C hi ha vinto la guerra? Tutti. Chi l’ha persa? Di conseguenza, nessuno. Non è la realtà, ma la post-verità che affolla i media della seconda era Trump e che, inevitabilmente, ha caratterizzato anche questa Guerra dei dodici giorni, se la tregua reggerà. Israele ha attaccato preventivamente sostenendo che l’Aiea certificava l’imminenza della fabbricazione della bomba atomica da parte di Teheran. “Verità” poi sbugiardata (cinque giorni dopo centinaia di morti) dal direttore dell’Aiea Rafael Grossi. L’Iran ha assunto la posizione della “vittima” fin dall’inizio, Ali Khamenei è scomparso e l’opposizione con lui, travolta dalle folle spedite in piazza dal regime al grido di “morte all’America e ai sionisti”. Donald Trump è stato trascinato in guerra da Israele (anche se non è che gli spiacesse farlo, così sembra) per annientare il progetto degli ayatollah di raggiungere la bomba. Quattordici bombe perforanti, miliardi di dollari per un attacco che ha perforato la montagna di Fordow, rasi al suolo altri due acceleratori di uranio con il risultato di produrre macerie, ma non mandare in macerie il progetto iraniano di nucleare. Anzi: dopo lo stop ai tecnici dell’Aiea per i controlli sugli impianti deciso dal Parlamento, Teheran cavalca velocemente verso l’uscita dal Trattato di non proliferazione: la stessa strada seguita negli anni scorsi dalla Corea del Nord e dal Pakistan che hanno ammesso di possedere la bomba solo dopo innumerevoli test che lo provavano nei fatti.

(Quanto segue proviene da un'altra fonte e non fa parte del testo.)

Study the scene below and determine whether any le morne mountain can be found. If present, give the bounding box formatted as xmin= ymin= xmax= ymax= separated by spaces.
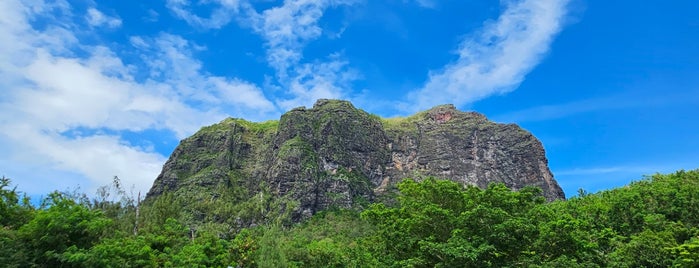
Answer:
xmin=3 ymin=99 xmax=699 ymax=267
xmin=145 ymin=99 xmax=563 ymax=226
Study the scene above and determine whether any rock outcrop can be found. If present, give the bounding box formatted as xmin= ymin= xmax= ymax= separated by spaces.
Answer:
xmin=146 ymin=99 xmax=564 ymax=226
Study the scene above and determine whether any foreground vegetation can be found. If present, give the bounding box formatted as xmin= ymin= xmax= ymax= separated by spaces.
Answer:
xmin=2 ymin=170 xmax=699 ymax=267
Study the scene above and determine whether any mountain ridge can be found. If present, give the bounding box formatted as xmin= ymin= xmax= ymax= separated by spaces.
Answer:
xmin=145 ymin=99 xmax=564 ymax=226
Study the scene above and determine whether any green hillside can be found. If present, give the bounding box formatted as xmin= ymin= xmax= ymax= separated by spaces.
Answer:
xmin=2 ymin=170 xmax=698 ymax=267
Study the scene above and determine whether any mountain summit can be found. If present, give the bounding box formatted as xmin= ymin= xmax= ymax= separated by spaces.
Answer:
xmin=145 ymin=99 xmax=564 ymax=226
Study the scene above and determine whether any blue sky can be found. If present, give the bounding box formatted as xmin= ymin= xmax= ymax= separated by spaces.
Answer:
xmin=1 ymin=0 xmax=697 ymax=199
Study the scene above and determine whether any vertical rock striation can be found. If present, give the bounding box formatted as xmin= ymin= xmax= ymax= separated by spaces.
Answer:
xmin=146 ymin=99 xmax=564 ymax=226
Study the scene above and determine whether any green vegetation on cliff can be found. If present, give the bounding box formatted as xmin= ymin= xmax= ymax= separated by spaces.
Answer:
xmin=145 ymin=99 xmax=566 ymax=240
xmin=2 ymin=170 xmax=699 ymax=267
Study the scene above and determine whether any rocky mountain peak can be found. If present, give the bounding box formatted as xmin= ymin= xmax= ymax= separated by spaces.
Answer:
xmin=312 ymin=98 xmax=355 ymax=109
xmin=146 ymin=100 xmax=564 ymax=226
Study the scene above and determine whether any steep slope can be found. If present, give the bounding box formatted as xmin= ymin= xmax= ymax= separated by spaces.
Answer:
xmin=145 ymin=99 xmax=564 ymax=227
xmin=380 ymin=104 xmax=563 ymax=199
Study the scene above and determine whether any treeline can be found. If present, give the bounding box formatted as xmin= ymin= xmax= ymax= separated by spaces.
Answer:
xmin=1 ymin=170 xmax=699 ymax=267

A costo di apparire retorici, chi ha perso la guerra sono in realtà in molti: i seicento iraniani morti sotto le bombe dei caccia di Israele e i trenta israeliani prima di tutti. Dopo di loro la componente meno ideologica del popolo iraniano che da anni tenta di liberarsi di un regime opprimente e anche questa volta vede svanire la speranza del “change” che brandiva con scopo secondario Netanyahu e che Trump gradiva. Insieme a loro, non troppo da lontano, la gente che continua a morire a Gaza per un pugno di farina nella prima guerra di oltre un anno e mezzo fa. O chi nei palazzi di Kiev vede ancora, tre anni e mezzo dopo, arrivare i droni kamikaze russi prodotti (non a caso) dall’Iran. Altre due tessere di un puzzle che, in troppi ormai, si sono abituati a chiamare il Grande gioco tra Donald Trump e Vladimir Putin.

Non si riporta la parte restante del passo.